The fundamental design of a sports drink is to replenish what you've lost through strenuous exercise, and it's for those working out in the heat.
A combination of carbohydrates, sodium, potassium and chloride are greatly reduced with excessive sweating or when the flu hits you hard.
Those minerals are needed to help maintain muscle and nervous system function.
Commercial beverages provide them, but they can contain artificial colors and more sugar than needed - often 2 to 5 teaspoons per 8-ounce glass, not the bottle, which obviously has even more.
So why not make it yourself? We used a recipe from the April 2011 edition of Consumer Reports on Health.
Water is the main ingredient. Fill a pitcher with four cups.
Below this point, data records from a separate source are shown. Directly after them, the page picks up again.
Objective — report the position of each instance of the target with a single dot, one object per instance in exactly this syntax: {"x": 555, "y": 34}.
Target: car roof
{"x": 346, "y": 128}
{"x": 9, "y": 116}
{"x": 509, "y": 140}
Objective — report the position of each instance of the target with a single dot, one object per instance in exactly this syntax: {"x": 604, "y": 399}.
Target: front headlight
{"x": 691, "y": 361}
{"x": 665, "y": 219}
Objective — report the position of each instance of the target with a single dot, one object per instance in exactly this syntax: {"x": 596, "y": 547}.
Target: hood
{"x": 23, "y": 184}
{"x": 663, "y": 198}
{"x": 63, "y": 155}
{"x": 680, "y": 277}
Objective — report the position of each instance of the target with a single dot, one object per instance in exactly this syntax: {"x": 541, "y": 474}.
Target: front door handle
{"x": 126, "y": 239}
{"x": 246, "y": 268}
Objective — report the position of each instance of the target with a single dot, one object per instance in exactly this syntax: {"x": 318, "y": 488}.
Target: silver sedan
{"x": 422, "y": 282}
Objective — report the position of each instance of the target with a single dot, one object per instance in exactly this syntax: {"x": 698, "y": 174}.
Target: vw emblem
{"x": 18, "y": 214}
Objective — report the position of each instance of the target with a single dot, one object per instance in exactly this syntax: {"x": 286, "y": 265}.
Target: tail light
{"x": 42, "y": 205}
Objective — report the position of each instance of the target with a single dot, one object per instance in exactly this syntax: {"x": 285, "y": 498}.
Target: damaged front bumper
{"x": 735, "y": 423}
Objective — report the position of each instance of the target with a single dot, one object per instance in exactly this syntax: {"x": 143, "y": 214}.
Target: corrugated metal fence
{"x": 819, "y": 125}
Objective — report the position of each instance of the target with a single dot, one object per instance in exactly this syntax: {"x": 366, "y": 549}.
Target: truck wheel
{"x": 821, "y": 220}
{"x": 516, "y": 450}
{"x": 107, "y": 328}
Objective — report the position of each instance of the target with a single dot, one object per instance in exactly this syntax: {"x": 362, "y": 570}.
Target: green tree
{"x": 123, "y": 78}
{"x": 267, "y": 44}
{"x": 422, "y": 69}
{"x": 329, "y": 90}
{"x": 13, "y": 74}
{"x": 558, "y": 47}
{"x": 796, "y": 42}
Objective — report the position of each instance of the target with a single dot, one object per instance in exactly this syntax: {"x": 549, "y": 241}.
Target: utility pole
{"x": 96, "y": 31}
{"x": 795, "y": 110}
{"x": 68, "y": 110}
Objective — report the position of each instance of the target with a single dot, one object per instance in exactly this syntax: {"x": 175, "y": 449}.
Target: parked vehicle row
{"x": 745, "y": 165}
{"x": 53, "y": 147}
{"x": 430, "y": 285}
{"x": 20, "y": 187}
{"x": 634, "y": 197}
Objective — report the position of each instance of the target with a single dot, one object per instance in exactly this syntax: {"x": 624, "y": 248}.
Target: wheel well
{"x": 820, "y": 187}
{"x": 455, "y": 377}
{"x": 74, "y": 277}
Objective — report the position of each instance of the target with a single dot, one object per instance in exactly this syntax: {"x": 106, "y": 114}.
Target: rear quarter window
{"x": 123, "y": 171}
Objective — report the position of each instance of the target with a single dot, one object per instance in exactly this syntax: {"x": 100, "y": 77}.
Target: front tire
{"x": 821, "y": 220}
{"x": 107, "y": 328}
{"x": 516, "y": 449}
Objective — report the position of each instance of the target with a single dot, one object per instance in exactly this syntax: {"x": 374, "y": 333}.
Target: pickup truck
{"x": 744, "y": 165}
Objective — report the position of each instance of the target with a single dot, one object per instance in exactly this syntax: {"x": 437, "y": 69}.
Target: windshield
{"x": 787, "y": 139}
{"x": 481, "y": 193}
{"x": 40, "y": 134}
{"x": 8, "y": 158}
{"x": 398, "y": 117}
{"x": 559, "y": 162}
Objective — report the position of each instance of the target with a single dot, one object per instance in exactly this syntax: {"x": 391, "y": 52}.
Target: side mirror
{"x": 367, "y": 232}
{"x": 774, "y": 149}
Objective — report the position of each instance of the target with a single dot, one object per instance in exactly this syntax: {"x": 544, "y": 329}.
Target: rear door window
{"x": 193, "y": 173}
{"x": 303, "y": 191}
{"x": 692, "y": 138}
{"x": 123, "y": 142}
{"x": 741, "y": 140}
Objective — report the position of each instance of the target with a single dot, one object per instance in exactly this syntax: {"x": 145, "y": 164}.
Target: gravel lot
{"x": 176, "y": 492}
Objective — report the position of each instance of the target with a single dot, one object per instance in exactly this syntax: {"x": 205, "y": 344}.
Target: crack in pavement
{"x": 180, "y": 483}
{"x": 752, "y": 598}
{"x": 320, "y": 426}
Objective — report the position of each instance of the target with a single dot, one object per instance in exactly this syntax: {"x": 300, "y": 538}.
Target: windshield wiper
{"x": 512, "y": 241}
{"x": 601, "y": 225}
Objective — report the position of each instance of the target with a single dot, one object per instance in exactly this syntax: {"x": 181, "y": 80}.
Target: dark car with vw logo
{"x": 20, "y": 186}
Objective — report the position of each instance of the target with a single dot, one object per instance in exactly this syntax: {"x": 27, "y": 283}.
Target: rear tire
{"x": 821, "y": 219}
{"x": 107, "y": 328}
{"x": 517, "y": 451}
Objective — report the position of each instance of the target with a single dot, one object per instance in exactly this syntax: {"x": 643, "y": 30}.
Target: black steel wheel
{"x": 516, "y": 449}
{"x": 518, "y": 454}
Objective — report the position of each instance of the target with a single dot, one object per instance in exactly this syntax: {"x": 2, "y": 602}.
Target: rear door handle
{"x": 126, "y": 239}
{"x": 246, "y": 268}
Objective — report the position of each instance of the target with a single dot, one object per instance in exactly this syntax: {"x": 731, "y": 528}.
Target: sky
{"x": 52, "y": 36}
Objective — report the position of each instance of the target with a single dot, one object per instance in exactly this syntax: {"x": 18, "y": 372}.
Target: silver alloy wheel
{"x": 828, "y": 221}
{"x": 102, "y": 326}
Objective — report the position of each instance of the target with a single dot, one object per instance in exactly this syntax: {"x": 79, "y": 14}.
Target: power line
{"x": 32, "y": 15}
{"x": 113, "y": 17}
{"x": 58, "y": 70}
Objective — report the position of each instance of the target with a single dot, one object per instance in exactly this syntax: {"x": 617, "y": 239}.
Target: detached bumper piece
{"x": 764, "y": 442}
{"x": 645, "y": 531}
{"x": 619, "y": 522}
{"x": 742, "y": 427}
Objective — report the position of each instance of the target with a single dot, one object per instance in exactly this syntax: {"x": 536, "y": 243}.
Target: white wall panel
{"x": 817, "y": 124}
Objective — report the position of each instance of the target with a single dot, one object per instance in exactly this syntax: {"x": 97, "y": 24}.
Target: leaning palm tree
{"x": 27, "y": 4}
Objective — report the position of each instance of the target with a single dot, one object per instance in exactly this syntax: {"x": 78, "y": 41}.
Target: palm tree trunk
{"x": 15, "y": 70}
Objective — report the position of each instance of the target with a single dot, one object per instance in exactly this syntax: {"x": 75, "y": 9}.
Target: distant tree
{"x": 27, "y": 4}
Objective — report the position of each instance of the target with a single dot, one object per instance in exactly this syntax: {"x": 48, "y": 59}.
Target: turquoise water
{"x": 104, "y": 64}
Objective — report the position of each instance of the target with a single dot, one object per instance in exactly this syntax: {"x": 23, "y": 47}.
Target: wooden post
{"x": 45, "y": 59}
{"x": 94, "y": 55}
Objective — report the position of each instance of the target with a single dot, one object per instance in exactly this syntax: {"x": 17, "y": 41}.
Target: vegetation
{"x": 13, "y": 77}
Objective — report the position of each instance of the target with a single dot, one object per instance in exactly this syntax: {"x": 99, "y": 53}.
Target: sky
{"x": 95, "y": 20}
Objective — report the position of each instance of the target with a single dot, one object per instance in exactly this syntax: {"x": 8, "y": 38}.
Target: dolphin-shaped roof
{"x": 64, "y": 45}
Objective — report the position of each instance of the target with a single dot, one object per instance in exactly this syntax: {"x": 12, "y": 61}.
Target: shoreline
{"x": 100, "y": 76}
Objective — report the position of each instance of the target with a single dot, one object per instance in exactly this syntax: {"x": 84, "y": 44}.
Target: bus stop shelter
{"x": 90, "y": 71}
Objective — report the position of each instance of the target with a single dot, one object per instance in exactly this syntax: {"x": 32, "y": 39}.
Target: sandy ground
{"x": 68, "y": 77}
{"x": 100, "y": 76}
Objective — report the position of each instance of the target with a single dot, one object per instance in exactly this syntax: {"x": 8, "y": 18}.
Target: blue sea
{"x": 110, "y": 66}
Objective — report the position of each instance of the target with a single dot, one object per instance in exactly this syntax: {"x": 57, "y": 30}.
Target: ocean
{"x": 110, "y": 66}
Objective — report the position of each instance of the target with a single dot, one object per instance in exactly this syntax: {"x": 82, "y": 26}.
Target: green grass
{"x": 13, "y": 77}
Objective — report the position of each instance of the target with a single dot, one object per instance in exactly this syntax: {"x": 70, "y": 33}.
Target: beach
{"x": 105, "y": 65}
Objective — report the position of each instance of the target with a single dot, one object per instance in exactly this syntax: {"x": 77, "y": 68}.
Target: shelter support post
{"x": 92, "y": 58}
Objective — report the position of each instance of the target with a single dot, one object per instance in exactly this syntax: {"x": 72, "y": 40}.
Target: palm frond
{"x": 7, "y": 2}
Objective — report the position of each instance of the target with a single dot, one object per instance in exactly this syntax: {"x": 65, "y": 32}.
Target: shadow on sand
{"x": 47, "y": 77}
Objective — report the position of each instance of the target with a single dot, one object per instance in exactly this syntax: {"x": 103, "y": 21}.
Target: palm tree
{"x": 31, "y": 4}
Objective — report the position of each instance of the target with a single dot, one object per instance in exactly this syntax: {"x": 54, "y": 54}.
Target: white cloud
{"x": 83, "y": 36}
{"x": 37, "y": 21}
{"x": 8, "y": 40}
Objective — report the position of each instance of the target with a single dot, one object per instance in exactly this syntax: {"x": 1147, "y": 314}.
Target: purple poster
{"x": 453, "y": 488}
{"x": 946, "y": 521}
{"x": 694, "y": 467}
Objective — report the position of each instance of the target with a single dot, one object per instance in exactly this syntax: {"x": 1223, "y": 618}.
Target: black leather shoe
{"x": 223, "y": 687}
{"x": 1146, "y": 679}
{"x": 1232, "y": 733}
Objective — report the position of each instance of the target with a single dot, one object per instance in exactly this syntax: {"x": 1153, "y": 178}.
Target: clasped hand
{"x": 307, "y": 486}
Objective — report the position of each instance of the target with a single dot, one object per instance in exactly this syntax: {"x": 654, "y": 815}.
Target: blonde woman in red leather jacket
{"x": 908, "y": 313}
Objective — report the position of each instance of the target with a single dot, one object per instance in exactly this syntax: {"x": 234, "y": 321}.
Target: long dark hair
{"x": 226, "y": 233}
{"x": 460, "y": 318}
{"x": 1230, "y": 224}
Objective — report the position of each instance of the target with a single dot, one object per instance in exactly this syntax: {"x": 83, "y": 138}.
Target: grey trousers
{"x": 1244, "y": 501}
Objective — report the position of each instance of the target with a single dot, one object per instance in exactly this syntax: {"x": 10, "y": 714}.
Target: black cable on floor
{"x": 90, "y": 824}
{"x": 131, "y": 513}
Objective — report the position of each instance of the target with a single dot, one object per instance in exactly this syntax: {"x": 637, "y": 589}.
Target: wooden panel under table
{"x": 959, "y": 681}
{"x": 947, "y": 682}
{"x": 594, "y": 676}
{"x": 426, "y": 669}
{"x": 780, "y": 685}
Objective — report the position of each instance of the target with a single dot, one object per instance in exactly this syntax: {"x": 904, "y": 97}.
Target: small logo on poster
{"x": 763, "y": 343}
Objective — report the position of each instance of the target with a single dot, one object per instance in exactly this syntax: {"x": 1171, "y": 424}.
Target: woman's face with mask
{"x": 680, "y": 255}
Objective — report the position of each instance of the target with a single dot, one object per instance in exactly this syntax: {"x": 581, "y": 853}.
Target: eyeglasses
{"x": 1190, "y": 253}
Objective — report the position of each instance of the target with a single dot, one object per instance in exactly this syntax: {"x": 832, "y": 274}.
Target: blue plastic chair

Mix that with 2 tablespoons of sugar, half a teaspoon of salt and a squeeze of lemon.
The result is a sports drink that calorie-wise will only cost you half of the brand name sports drinks.
The homemade version is 25 calories per 8-ounce serving versus 50 to 80 calories for a regular sports drink.
If you're looking for a potassium boost as well, add a cup of orange juice to your pitcher, increasing your rehydration beverage to 42 calories per glass.
If you're not big on orange juice, but you still want to ramp up your potassium, grab a few potassium-rich foods like an apricot, a few figs, or a banana.
It's important to note that experts recommend these drinks for those who are exercising at high intensity for more than 90 minutes.
That half-hour workout on a cardio machine at the gym doesn't qualify. Water is your best bet there.